4. Choose the Right Loan Program
Not all mortgage loans are created equal! First-time buyers have access to several loan options, and each comes with different interest rates.
a) Conventional Loans
- Require a
620+ credit score - Typically offer better rates with higher down payments
- Require
PMI if you put down less than 20%
b) FHA Loans
- Great for buyers with
lower credit scores (as low as 580)- Require a
3.5% down payment- Interest rates may be slightly higher than conventional loans
c) VA Loans (For Veterans & Active Military)
-
No down payment required-
No PMI required- Competitive interest rates
d) USDA Loans (For Rural Homebuyers)
-
No down payment required- Lower interest rates
- Must meet location and income requirements
Choosing the right loan type depends on your credit, budget, and long-term plans.
5. Shop Around for the Best Mortgage Rates
Would you buy the first car you see without checking other options? Probably not—so don’t settle for the first mortgage offer you receive either!
a) Compare Lenders
Interest rates can vary
significantly between lenders. Get quotes from
at least 3-5 lenders to compare terms.
b) Get Pre-Approved
A mortgage
pre-approval gives you a clearer picture of what interest rate you qualify for. This also strengthens your offer when buying a home.

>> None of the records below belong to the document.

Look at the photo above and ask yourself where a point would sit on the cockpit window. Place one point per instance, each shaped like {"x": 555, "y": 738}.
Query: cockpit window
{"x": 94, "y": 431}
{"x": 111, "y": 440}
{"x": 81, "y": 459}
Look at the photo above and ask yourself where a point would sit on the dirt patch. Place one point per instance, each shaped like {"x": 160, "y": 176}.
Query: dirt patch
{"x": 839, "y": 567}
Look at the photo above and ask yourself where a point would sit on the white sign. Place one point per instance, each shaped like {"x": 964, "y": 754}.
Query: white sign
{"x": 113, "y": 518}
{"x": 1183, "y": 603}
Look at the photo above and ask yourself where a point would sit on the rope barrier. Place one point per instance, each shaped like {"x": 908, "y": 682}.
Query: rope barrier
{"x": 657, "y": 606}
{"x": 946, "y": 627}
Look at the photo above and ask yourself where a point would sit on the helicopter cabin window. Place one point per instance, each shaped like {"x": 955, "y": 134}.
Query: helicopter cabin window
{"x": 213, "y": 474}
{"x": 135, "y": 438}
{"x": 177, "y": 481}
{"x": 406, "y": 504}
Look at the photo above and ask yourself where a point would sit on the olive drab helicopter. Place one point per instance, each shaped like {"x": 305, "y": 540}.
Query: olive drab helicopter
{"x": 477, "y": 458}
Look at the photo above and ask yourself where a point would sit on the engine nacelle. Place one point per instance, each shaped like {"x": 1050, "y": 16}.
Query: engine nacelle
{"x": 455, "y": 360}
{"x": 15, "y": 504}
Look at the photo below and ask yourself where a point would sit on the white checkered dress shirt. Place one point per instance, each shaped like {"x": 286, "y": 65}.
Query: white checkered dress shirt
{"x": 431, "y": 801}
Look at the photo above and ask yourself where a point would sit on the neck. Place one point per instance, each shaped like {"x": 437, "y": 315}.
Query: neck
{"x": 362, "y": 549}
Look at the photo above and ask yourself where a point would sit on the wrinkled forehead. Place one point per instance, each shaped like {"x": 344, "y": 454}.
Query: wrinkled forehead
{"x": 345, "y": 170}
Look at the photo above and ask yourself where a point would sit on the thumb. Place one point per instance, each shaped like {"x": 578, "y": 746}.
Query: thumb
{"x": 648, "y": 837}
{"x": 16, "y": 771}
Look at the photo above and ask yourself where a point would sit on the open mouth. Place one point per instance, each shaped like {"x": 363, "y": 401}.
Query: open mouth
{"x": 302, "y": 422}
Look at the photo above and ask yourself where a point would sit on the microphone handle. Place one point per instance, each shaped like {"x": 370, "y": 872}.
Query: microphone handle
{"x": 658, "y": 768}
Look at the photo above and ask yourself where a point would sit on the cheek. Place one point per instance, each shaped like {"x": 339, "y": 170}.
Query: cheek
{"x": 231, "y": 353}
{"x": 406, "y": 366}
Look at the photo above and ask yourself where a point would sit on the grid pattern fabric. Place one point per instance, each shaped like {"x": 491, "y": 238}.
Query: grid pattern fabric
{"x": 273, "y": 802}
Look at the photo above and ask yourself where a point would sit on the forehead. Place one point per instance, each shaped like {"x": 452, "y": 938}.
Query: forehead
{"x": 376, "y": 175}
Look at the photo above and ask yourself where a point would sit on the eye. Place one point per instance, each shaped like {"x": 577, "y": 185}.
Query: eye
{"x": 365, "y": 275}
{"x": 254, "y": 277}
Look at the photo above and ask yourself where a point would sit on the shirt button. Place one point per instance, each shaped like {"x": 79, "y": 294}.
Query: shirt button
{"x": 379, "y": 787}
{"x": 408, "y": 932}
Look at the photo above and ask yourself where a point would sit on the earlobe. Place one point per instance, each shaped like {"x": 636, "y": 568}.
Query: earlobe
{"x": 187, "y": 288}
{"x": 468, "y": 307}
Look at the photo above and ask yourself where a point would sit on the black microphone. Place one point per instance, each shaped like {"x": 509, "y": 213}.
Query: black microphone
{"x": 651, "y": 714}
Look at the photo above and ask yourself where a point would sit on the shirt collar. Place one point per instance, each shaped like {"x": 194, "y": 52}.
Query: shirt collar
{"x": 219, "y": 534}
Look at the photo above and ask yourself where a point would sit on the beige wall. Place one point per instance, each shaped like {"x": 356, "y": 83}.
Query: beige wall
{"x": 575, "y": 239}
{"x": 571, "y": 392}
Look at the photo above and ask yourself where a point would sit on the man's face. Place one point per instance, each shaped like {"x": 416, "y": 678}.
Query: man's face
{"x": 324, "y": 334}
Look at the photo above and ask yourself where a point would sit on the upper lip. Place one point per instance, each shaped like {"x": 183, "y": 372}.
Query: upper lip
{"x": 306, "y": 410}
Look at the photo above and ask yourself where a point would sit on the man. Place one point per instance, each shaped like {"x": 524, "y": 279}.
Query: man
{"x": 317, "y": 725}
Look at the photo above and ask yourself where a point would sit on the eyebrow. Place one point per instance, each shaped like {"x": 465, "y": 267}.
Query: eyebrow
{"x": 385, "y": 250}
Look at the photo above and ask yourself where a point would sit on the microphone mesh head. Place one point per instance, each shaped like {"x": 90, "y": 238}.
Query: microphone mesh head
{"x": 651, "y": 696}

c) Work with a Mortgage Broker
If you’re unsure where to start, a mortgage broker can compare different lenders for you and help you find the best deal.
6. Consider Paying Points to Lower Your Interest Rate
Mortgage points, also called
discount points, allow you to “buy down” your interest rate. Essentially, you pay more upfront to secure a lower rate over the life of the loan.
- 1 point = 1% of your loan amount
- Reduces interest rate by about 0.25% per point
- Best for buyers who plan to stay in their home long-term
If you have extra cash and want to lower your monthly payment, this could be a smart strategy.
7. Lock in Your Rate at the Right Time
Mortgage rates fluctuate
daily based on economic conditions. If you find a great rate,
lock it in with your lender to prevent unexpected rate hikes before closing.
Some lenders offer free rate locks for a certain period, while others may charge a small fee. Be sure to ask about this option!
Final Thoughts
Securing the best interest rate as a first-time homebuyer might seem tricky, but with the right preparation, you can set yourself up for success.
By improving your credit score, saving for a bigger down payment, choosing the right loan, and shopping around for the best rates, you’ll be in a much stronger position.
Remember: Even a small difference in interest rates can save you thousands over the life of your loan. Make smart, informed choices, and your future self will thank you!